- De acuerdo con cifras oficiales, de un padrón aproximado de 35 mil concesiones registradas en el estado, cerca de 21 mil 780 unidades presentaron la documentación para la revista vehicular
Un sector del transporte público en el estado de Puebla anunció la convocatoria a un paro total de actividades programado para el próximo martes 3 de febrero, medida que, de concretarse, implicaría que más de 20 mil unidades de transporte colectivo y taxi suspendan sus servicios en diversas zonas de la entidad. La decisión fue difundida por la Unión de Transportistas del Estado de Puebla (UTEP) a través de comunicados en redes sociales y grupos de mensajería, en medio del vencimiento del plazo para cumplir con la revista vehicular 2025 establecida por la Secretaría de Movilidad y Transporte (SMT).

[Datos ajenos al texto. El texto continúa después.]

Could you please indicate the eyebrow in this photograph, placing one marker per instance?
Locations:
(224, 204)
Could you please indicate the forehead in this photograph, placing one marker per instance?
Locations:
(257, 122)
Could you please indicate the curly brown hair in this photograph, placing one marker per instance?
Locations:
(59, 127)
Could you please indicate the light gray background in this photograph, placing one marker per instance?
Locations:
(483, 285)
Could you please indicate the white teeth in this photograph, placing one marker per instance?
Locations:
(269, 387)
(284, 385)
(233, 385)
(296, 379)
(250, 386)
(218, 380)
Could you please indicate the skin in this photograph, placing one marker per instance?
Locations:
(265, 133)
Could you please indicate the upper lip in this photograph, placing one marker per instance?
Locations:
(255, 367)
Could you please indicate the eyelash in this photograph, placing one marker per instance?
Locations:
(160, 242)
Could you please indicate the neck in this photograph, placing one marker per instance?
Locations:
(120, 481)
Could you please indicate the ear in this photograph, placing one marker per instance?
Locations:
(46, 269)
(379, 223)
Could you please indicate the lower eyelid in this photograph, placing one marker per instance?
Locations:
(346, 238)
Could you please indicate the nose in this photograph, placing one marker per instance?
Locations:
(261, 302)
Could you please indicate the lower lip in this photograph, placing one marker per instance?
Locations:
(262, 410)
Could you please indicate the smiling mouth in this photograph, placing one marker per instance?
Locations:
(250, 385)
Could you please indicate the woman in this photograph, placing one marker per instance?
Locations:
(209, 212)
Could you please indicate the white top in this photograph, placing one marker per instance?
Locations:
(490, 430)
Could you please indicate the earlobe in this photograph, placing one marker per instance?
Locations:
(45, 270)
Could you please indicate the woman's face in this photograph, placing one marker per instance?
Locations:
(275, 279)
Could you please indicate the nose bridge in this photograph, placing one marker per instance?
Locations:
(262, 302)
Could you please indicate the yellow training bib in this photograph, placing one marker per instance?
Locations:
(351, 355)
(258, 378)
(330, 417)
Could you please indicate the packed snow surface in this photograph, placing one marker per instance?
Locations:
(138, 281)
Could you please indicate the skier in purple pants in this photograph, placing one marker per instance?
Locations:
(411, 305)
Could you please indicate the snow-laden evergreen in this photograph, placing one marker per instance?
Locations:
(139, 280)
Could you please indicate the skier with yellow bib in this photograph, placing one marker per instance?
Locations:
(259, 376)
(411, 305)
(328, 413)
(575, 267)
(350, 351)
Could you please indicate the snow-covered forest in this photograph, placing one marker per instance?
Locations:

La revista vehicular era un procedimiento de inspección y regularización que, tras 12 años de suspensión, se reactivó con el objetivo de garantizar que las unidades que brindan servicio cumplan con condiciones de seguridad y funcionamiento que protejan a los usuarios. La titular de la SMT, Silvia Tanús Osorio, informó que no habrá prórroga para este trámite, por lo que las unidades que no acreditaron la revisión podrían ser sujetas a sanciones económicas de hasta 25 mil pesos o incluso al retiro de circulación.
De acuerdo con cifras oficiales, de un padrón aproximado de 35 mil concesiones registradas en el estado, cerca de 21 mil 780 unidades presentaron la documentación para la revista vehicular, aunque no todas lograron acreditar el proceso de manera satisfactoria dentro del plazo establecido. Por esta razón, grupos de concesionarios expresaron su intención de paralizar sus actividades para evitar enfrentar multas y sanciones.
La convocatoria al paro surgió en un contexto de tensión entre los transportistas y las autoridades estatales, derivado de las exigencias administrativas y técnicas para la renovación de unidades con más de una década de antigüedad. El representante de la UTEP, Samuel Méndez Díaz, señaló que la amenaza de sanciones ha generado preocupación entre los concesionarios que, sostuvo, carecen de recursos suficientes para cumplir con los requisitos en el tiempo requerido.
Por su parte, la Secretaría de Movilidad y Transporte ha defendido la implementación de la revista vehicular como parte de la regulación del transporte público, al considerar que la actualización de las unidades y sus condiciones operativas es necesaria para mejorar la seguridad de los usuarios y la eficiencia del sistema de movilidad en el estado. Las autoridades estatales han reiterado que continuarán con la aplicación de las normas vigentes y el diálogo con los diferentes sectores involucrados.
La posible suspensión del servicio ha generado atención entre residentes y autoridades locales, que analizan alternativas para mantener opciones de movilidad ante el paro anunciado. La situación sigue en desarrollo a medida que las partes sostienen posiciones contrapuestas respecto al cumplimiento de las obligaciones administrativas y la operatividad del transporte en la entidad.